Every digital photo gets subjected to post processing software.
Note: the image sensor in a digital camera is an analog device, and the image sensor cannot record color. The image sensor only records luminosity.
So, every digital photo starts as just gray scale information.
The individual pixel voltages generated when an exposure is made are analog values that have to be converted to digital values in the camera.
Analog pixel voltage values go in one side of the analog-to-digital (A/D) converter (on or near the image sensor), and digital pixel values come out the other side. What may have been 12,963,283 discrete analog pixel voltage values gets reduced to either 4906 (12-bit depth) or 16,384 (14-bit depth) discrete digital values.

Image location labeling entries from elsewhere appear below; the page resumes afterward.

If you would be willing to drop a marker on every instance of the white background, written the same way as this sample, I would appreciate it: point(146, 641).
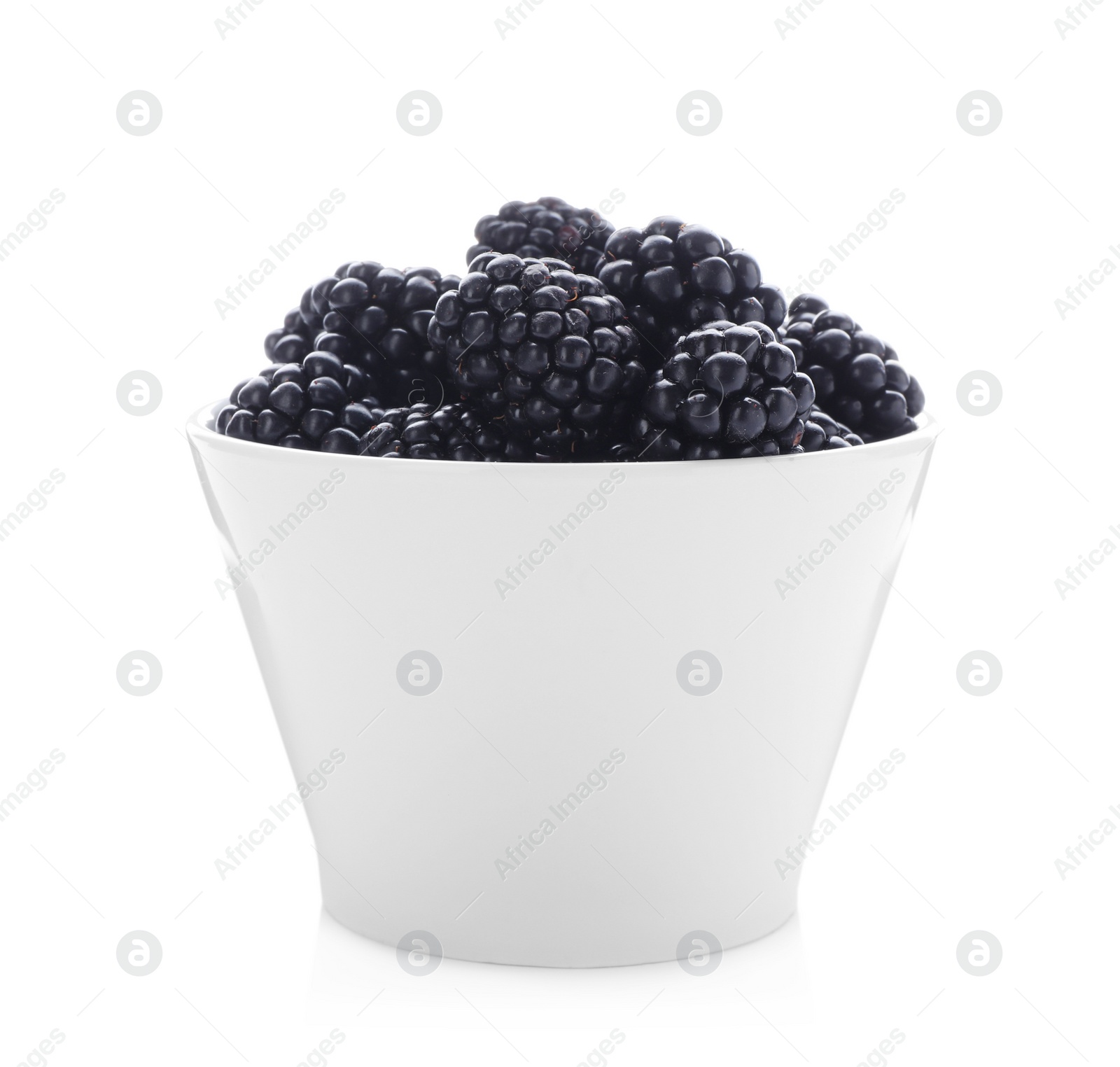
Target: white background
point(580, 100)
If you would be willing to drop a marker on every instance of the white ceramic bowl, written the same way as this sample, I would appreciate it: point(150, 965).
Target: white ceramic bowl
point(567, 716)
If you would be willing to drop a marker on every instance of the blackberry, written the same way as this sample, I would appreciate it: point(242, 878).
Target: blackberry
point(318, 404)
point(451, 432)
point(858, 378)
point(373, 317)
point(728, 391)
point(673, 278)
point(543, 350)
point(546, 228)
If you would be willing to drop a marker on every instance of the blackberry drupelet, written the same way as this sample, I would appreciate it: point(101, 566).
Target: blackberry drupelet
point(453, 432)
point(858, 378)
point(728, 391)
point(673, 278)
point(546, 228)
point(543, 350)
point(373, 317)
point(319, 404)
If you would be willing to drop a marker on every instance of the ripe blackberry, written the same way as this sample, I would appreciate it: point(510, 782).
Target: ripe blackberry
point(542, 349)
point(374, 317)
point(858, 378)
point(728, 391)
point(319, 404)
point(453, 432)
point(673, 278)
point(547, 228)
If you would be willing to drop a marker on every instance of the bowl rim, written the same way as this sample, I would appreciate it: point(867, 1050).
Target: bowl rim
point(197, 428)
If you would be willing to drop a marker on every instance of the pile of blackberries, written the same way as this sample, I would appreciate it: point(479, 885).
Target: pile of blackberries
point(570, 340)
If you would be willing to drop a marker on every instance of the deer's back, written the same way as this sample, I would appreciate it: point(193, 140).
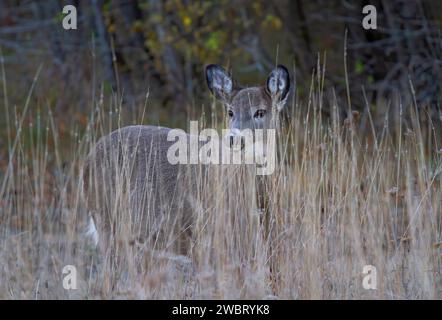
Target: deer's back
point(127, 176)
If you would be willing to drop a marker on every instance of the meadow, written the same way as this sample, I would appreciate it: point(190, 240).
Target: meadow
point(346, 193)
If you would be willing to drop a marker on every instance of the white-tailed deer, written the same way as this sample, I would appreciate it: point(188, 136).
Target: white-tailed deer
point(128, 176)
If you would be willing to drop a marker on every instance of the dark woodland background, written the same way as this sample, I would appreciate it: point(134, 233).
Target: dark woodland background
point(128, 48)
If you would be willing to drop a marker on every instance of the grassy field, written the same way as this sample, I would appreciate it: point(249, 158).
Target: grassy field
point(343, 196)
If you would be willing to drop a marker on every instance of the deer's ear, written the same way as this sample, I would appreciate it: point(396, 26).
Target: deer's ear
point(278, 85)
point(219, 81)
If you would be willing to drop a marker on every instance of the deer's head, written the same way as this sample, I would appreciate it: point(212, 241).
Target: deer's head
point(250, 108)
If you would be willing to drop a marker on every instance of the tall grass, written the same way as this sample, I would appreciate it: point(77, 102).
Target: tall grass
point(343, 196)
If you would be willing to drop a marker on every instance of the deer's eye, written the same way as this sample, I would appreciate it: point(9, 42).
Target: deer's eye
point(259, 113)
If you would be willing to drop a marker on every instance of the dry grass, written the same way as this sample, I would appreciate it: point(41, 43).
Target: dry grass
point(341, 198)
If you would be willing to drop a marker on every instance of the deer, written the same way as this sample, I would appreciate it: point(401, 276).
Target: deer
point(130, 165)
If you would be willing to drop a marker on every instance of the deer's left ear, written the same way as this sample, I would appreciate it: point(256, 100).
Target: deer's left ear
point(278, 86)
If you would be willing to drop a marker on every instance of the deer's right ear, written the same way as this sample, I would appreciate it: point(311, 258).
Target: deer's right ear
point(219, 81)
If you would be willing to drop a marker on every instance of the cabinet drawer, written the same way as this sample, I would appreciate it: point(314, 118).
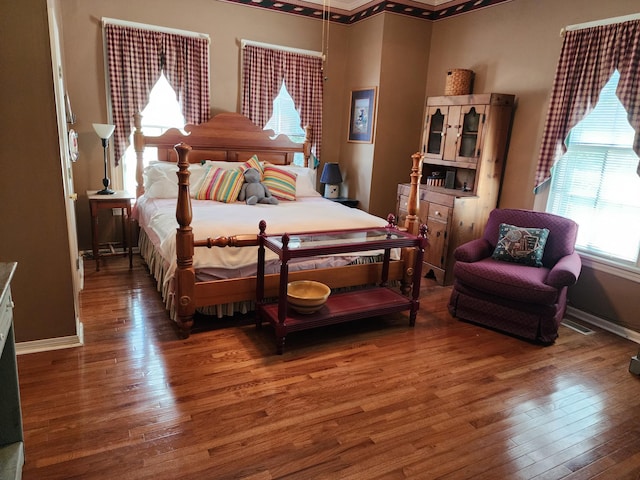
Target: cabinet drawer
point(5, 318)
point(439, 212)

If Raw is the selected file type, the digital pixel values get written to the memory card and post processed outside the camera in Raw conversion software be it camera maker software or not.
Raw conversion entails substantial post processing - demosacing, colormetric interpolation, gamma encoding, sharpening, anti-aliasing, and tone mapping.
If JPEG is the selected file type, the post processing software used is in the camera.
What started out as a Raw file can be converted to JPEG outside the camera after Raw conversion.
Adobe Photoshop, Adobe Photoshop Elements, and Adobe Photoshop Lightroom all use the same Raw conversion software application - Adobe Camera Raw (ACR).
ACR first appeared with Photoshop 7. The current release of professional grade Photoshop is CS 6 (Photoshop 13). CS6 Camera Raw, Elements 11 Camera Raw, and Lightroom 4's Develop module all use ACR 7 for Raw conversion. (Elements uses a de-featured, consumer grade version of ACR.)